Hi,
Could any one of you let me know any simple Unix command for deleting first 10 letters of first line in unix?
Eg: 123456789ABC --Input
ABC--Output
Thanks
Sue
You mean CB? (1-9 is 9 chars, not 10)
echo "123456789ABC" | sed 's/^..........//'
Hi,
Thank you. It worked when i use the code provided by you. Suppose if i need to use that code for a file and if i want to replace the input file with the first 10 letters removed, how can i do that?
Thanks
Sue
sed 's/^..........//' inputfile > newfile
Hi,
If i do like that, i am getting an output file with 0 bytes.

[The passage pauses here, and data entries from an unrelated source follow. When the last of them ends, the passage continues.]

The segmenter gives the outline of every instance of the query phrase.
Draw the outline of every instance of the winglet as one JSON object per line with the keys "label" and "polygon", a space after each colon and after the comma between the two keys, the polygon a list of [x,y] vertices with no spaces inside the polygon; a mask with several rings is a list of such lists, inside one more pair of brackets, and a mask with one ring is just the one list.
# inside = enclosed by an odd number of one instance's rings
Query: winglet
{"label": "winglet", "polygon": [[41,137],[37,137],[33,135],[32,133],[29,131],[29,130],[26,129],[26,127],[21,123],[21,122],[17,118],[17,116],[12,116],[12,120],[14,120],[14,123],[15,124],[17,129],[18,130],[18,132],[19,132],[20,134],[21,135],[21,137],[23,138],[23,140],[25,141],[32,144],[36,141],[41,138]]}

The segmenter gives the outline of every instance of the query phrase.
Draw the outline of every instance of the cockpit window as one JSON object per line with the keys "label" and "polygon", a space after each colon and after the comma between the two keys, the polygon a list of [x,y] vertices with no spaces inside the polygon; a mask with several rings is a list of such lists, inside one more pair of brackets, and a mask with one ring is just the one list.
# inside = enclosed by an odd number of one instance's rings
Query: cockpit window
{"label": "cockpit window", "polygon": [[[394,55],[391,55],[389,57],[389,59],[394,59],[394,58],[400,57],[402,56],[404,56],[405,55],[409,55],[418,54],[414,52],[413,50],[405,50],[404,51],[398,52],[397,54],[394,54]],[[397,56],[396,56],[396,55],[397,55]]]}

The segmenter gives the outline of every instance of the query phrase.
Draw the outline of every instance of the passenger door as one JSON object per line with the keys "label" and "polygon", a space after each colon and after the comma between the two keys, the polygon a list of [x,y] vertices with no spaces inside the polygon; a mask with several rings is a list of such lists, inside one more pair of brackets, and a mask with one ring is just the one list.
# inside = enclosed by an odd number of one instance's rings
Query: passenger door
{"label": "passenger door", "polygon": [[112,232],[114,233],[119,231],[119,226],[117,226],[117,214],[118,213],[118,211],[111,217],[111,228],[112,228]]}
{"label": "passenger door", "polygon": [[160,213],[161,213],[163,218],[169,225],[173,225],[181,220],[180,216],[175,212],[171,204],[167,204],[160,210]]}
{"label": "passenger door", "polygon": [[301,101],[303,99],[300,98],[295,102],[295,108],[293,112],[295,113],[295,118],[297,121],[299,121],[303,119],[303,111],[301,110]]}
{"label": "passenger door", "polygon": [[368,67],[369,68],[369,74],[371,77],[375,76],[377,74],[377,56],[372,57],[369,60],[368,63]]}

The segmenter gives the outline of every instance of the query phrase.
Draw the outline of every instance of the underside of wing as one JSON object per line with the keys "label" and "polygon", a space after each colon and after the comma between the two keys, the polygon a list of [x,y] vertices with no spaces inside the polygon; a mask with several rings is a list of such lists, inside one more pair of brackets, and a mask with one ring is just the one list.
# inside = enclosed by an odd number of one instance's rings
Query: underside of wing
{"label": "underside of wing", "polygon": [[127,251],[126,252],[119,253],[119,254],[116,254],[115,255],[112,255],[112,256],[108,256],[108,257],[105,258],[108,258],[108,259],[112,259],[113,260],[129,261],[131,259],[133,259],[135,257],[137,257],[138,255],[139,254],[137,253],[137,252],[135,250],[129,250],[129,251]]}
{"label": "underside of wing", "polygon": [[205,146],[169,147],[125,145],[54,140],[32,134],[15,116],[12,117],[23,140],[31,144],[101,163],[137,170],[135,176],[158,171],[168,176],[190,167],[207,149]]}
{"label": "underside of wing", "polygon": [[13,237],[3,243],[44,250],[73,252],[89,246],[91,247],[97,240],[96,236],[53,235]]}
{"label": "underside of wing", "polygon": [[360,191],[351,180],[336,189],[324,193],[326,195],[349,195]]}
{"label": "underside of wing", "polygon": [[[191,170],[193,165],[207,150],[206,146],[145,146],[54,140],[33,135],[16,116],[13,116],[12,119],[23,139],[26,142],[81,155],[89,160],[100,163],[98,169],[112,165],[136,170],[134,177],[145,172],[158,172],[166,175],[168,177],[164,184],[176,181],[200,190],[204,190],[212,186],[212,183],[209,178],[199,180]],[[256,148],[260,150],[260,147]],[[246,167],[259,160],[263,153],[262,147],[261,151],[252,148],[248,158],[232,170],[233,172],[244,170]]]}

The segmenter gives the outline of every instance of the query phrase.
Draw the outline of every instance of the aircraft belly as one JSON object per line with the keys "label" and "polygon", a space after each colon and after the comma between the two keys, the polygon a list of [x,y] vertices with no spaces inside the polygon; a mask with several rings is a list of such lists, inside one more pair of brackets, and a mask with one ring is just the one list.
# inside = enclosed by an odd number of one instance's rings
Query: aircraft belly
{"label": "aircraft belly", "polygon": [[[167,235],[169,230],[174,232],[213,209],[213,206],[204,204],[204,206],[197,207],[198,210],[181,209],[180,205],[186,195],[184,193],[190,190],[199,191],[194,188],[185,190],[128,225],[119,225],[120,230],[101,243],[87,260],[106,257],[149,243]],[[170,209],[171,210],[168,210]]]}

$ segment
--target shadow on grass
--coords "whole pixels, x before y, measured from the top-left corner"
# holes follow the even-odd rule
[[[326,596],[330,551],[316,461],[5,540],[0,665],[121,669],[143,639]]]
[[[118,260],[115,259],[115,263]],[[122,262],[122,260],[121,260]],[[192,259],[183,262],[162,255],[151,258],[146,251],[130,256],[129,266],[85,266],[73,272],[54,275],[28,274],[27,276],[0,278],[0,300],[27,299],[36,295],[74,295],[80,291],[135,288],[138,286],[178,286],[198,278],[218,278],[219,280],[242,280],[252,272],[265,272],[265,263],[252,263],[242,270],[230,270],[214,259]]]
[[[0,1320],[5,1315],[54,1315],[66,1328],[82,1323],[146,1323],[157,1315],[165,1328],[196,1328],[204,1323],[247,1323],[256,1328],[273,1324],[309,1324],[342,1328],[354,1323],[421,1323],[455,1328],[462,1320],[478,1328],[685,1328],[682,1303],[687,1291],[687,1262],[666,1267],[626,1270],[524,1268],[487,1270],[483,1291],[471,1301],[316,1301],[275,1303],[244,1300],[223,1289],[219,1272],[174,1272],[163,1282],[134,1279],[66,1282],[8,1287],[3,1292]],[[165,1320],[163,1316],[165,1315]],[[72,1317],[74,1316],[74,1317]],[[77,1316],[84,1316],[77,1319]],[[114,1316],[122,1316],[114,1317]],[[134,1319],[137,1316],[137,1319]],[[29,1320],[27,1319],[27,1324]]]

Please adivice me what can be done to resolve this.
Thanks
Sue
Hmm, but that is not very flexible, imagine the next problem being to remove the first 43 characters. How about:
echo "123456789ABC" | cut -c11-
Hi,
The following command gave me the correct results:
cut -c39- In_Put.txt > Out_Put.txt
Thanks Once again,
Sue
My output is:
-----------------------------
Now run:
My output is:
in testB
For deleting first n number of chars, instead of writing 'n' dots(.), following pattern can be used -
^.\{n\}
so the sed can be changed to
cat testA |sed 's/^.\{n\}//' > testB
if you want to change all the file name as u required then this might help u
ls | while read file
do
file_req=`echo ${file} | sed 's/^.\{n\}//' `
mv ${file} ${file_req}
done